Bosch reached inside his suit coat and took out a pair of sunglasses and put them on. McCaleb wondered if that had been in response to realizing that McCaleb had been studying him. He bent down, raised up his chili dog and finally took a bite. It tasted delicious and deadly at the same time. He put the dripping mess back on the paper plate and wiped his hand on a napkin.

“So tell me about Gunn. You said he was a scumbag. What else?”

“What else? That’s about it. He was a predator. Used women, bought women. He murdered that girl in that motel room, no doubt in my mind.”

“But the DA kicked the case.”

“Yeah. Gunn claimed self-defense. He said some things that didn’t add up but not enough to add up to charges. He claimed self-defense and there wasn’t going to be enough to go against that in a trial. So they no-billed it, end of story, on to the next case.”

“Did he ever know you didn’t believe him?”

“Oh, sure. He knew.”

“Did you try to sweat him at all?”

Bosch gave him a look that McCaleb could read through the sunglasses. The last question went to Bosch’s credibility as an investigator.

“I mean,” McCaleb said quickly, “what happened when you tried to sweat him?”

“Actually, the truth is we never really got the chance. There was a problem. See, we did set it up. We brought him in and put him in one of the rooms. My partner and I were planning to leave him there a while, let him percolate a little and think about things. We were going to do all the paper, put it in the book and then take a run at him, try to break his story. We never got the chance. I mean, to do it right.”

“What happened?”

“Me and Edgar – that’s my partner, Jerry Edgar – we went down the hall to get a cup of coffee and talk about how we were going to play it. While we were down there the squad lieutenant sees Gunn sitting in the interview room and doesn’t know what the fuck he’s doing there. He takes it upon himself to go in and make sure the guy’s been properly advised of his rights.”

McCaleb could see the anger working its way into Bosch’s face, even six years after the fact.

“You see, Gunn had come in as a witness and ostensibly as the victim of a crime.
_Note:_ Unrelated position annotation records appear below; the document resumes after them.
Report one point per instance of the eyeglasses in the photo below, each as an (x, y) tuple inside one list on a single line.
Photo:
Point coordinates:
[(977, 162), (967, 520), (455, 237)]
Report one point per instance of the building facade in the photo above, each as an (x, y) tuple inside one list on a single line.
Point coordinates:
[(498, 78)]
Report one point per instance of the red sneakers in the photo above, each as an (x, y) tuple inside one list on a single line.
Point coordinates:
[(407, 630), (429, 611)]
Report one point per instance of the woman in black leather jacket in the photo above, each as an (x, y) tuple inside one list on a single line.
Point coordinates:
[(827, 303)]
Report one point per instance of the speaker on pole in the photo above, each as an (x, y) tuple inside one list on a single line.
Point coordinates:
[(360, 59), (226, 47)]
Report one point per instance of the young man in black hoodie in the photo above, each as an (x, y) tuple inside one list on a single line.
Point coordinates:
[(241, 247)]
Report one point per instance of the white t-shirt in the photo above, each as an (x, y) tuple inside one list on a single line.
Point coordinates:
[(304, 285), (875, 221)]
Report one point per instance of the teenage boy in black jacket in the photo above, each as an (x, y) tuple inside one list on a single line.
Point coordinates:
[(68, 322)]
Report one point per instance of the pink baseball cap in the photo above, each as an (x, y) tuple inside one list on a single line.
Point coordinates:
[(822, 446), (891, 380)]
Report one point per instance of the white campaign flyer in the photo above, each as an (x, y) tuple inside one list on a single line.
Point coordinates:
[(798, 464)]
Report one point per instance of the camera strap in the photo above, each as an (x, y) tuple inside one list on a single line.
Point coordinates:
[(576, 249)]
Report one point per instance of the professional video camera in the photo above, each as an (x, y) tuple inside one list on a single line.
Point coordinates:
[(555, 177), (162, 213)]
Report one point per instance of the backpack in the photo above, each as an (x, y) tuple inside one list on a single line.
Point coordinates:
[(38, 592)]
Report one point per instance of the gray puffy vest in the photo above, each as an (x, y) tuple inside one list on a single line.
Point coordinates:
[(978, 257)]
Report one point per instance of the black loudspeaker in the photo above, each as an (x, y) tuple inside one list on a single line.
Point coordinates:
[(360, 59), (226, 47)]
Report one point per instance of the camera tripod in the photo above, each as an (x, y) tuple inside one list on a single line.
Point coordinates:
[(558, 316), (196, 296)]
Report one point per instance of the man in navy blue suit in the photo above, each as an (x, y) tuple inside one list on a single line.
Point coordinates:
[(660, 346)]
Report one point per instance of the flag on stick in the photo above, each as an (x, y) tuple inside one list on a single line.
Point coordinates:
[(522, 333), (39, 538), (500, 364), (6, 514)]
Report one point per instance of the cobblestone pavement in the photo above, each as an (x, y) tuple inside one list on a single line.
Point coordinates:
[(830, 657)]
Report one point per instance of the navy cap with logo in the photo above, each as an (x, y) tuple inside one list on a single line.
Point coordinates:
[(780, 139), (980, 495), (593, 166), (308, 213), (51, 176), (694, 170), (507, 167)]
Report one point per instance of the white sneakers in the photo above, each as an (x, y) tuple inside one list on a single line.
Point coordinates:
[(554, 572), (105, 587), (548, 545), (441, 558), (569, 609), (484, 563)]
He said she came at him with the knife and he turned it on her. So we didn’t need to advise him. The plan was to go in there, shake his story down and get him to make a mistake. Once we had that, then we were going to advise him. But this dipshit lieutenant didn’t know any of this and he just went in and advised the guy. After that, we were dead. He knew we were coming after him. He asked for a lawyer as soon as we walked into the room.”

Bosch shook his head and looked out onto the street. McCaleb followed his eyes. Across Victory Boulevard was a used-car lot with red, white and blue pennants flapping in the wind. To McCaleb, Van Nuys was always synonymous with car lots. They were all over, new and used.

“So what did you say to the lieutenant?” he asked.

“Say? I didn’t say anything. I just shoved him through the window of his office. I got a suspension out of it – involuntary stress leave. Jerry Edgar eventually took the case in to the DA and they sat on it a while and then finally kicked it.”

Bosch nodded. His eyes rested on his empty paper plate.

“I sort of blew it,” he said. “Yeah, I blew it.”

McCaleb waited a moment before speaking. A gust of wind blew Bosch’s plate off the table and the detective watched it skitter across the picnic area. He made no move to chase it down.